Musica, senza steccati

mercoledì 7 maggio 2014

Quanto conta saper suonare per fare musica?

05:19 Posted by Igor Principe , , No comments
Quanto conta ancora saper suonare? Me lo chiedo pensando al rock e al pop. In altri mondi musicali la tecnica è necessaria: non puoi suonare da solista, in un'orchestra o in un organico jazz se non poggi su una solida base di studi. Ore e ore di esercizi, sfiancanti anche per i familiari costretti a condividere lo spazio domestico con il musicista, ma indispensabili per raggiungere la proprietà di linguaggio musicale richiesta a quel tipo di professionista. E utili, se il talento lo concede, a costruirci sopra un suono riconoscibile come unico.
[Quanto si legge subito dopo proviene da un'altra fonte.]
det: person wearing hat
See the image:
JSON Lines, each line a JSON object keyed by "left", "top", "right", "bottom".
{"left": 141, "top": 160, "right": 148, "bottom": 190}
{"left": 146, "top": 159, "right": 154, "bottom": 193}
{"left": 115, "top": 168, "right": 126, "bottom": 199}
Come se fosse la propria voce.

Per rock e pop non è così. Non è mai stato nemmeno necessario: per suonare come Elvis, giusto per fare un nome, bastava conoscere quattro accordi sulla chitarra (per essere Elvis, però, non bastava sapersi pettinare il ciuffo e saper ancheggiare). Eppure, la natura tanto semplice di quel tipo di musica non ha impedito a molte star di legare la propria immagine a quella di uno strumento. Jimi Hendrix, Eric Clapton, Ray Charles, Elton John, Billy Joel, John Bonham, Stewart Copeland: l'elenco è lungo e non è il caso di star qui a completarlo, tanto ci siamo capiti. Lo stile e la tecnica di tutti costoro hanno ispirato migliaia e migliaia di ragazzi che, nelle sale prova di mezzo mondo, si spaccavano dita e braccia sui relativi strumenti cercando di copiarli. E da quella copia partire, magari, per trovare la propria voce.

Tutto questo - lo dico senza nostalgie - non esiste quasi più. Chitarristi, batteristi, pianisti che costruiscano il proprio successo sulla tecnica sono decisamente pochi. Conta altro, come dimostra Lady Gaga: una popstar con una buona educazione musicale che, nel suo genere, abbina canzoni scritte come si deve a un'immagine travolgente. Conta l'immagine, appunto, e il caso (irrecuperabile) di Miley Cyrus parla per tutti. E conta saper scrivere belle canzoni, di cui sono pieni sia il mondo indie sia il mainstream.

Eppure, quando si parla di una bella canzone si parla d'altro rispetto alla musica. In questo, mi riesce difficile dar torto a Ted Gioia, storico e critico del jazz, per il quale la critica musicale è diventata lifestyle. A inaugurare ciò che egli vede come una degenerazione è stato il principe dei critici musicali di settore, Lester Bangs: l'emergere, nei suoi articoli, della sociologia e del costume ha cambiato le carte in tavola. E' ovvio che Gioia, in un disco, cerchi anzitutto la musica: nel jazz la voce dello strumento, la tecnica strumentale e la qualità delle armonie sono i riferimenti della critica. Da qui, probabilmente, nasce il suo grido di dolore contro la perdita di qualcosa.

Ecco, io non so se si sia perso qualcosa (una cosa si è persa - e vivaddio - la follia dell'eccesso di tecnica. Un nome tra tutti: Yngwie Malmsteen). Pop e rock sono andati in quella direzione, magari spinti da una critica musicale fatta in quel modo, ma ciò non significa la morte delle belle canzoni. Significa, forse, che saper suonare conta ancora, ma in modo diverso. Significa, credo, saper comporre.